If you thought that poverty in America was on the downturn, recent policy alternatives may make it worse.
The decline in unionization has cost millions of workers decent jobs, and the advent of Right to Work (for less) in states like Indiana (and already in Florida) will union and non-union workers alike.

The sequester has laid off millions of workers and hurt many more. Republican cuts to the social safety net have only worsened poverty.

A failure to pass a suitable immigration bill will jeopardize the prosperity of millions of Americans already here and allow owners the leverage to pay their legal workers less.
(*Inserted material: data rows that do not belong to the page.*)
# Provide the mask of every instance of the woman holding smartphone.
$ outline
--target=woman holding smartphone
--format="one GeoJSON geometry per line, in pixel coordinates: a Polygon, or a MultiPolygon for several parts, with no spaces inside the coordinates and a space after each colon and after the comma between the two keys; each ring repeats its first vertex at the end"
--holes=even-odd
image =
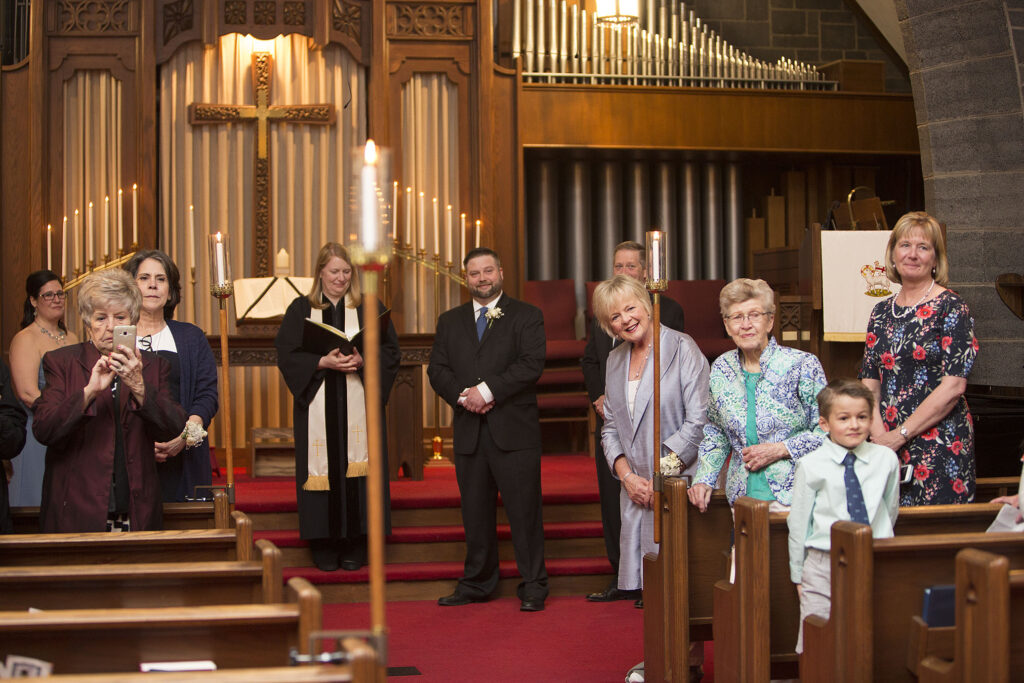
{"type": "Polygon", "coordinates": [[[135,348],[142,295],[131,275],[87,277],[78,297],[89,341],[43,357],[32,430],[46,449],[43,532],[163,527],[154,442],[181,433],[170,365],[135,348]]]}

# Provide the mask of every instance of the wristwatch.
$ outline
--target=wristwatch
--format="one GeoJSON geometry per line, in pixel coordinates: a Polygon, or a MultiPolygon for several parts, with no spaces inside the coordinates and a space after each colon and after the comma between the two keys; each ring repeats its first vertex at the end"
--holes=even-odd
{"type": "Polygon", "coordinates": [[[910,435],[907,433],[907,428],[904,425],[900,425],[900,436],[903,437],[904,441],[910,441],[910,435]]]}

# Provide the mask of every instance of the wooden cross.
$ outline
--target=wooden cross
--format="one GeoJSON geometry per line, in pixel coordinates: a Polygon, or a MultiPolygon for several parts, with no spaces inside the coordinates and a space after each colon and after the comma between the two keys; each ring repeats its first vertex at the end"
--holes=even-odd
{"type": "Polygon", "coordinates": [[[314,458],[319,458],[320,457],[320,448],[323,445],[324,445],[324,440],[323,439],[317,439],[316,441],[313,442],[313,457],[314,458]]]}
{"type": "Polygon", "coordinates": [[[252,55],[252,82],[256,105],[202,104],[188,106],[188,122],[193,126],[211,123],[256,122],[256,159],[253,167],[253,230],[252,262],[254,277],[266,277],[270,270],[270,123],[308,123],[332,125],[331,104],[270,104],[270,78],[274,58],[269,52],[252,55]]]}

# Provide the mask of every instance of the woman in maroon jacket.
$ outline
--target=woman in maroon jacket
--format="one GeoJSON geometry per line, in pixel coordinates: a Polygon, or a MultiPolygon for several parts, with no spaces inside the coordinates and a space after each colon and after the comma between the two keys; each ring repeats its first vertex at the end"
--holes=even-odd
{"type": "Polygon", "coordinates": [[[43,356],[46,387],[32,431],[47,446],[44,532],[163,526],[153,444],[181,434],[185,411],[171,393],[166,360],[134,344],[115,348],[114,328],[137,323],[141,305],[123,270],[90,275],[78,303],[90,341],[43,356]]]}

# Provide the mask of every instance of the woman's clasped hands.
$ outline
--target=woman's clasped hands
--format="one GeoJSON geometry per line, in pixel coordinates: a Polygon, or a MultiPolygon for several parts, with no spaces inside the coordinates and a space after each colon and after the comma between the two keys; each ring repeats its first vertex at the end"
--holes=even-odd
{"type": "Polygon", "coordinates": [[[622,485],[626,487],[626,495],[635,504],[645,508],[654,506],[654,487],[651,486],[650,479],[644,479],[639,474],[630,472],[622,480],[622,485]]]}
{"type": "Polygon", "coordinates": [[[346,356],[341,349],[334,349],[326,356],[321,356],[318,367],[321,370],[337,370],[338,372],[356,372],[363,367],[363,356],[359,349],[353,348],[352,355],[346,356]]]}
Unless Congress acts, the student loan interest rate will double to 6.8%, with student debt already surpassing $1 billion and difficult to remove even post-bankruptcy. (Our banks receive preferred rates of less than 1% from the Fed).
However, the biggest test to controlling poverty over the next generation is securing our entitlement programs. Republican ideas to reform our entitlement programs enrich the wealthy while damning the poor. Social Security has been the single-biggest anti-poverty measure undertaken, and have reduced poverty among our seniors by a wide margin. Medicare is effective, popular, and essential for our seniors’ health care needs. Finally, Medicaid provides vital health care to low income Americans. The refusal to take up Medicaid expansion paid for by the Affordable Care Act is a massive failure on the part of the Florida House and cuts millions off from health care coverage they need. Reducing entitlement benefits will only shrink the middle class and make the poor poorer.

We haven’t had a targeted approach to reducing poverty since Lyndon B. Johnson’s Great Society. Wall Street has recovered from the recession. The majority of Americans haven’t. Income inequality is at an all-time high, with record CEO compensation and giveaways to agribusiness and Big Oil. It’s time to address the problem that nobody really wants to talk about.  We need to make sure that our fellow Americans can lead dignified and prosperous lives. We have the both the means and moral responsibility to do so.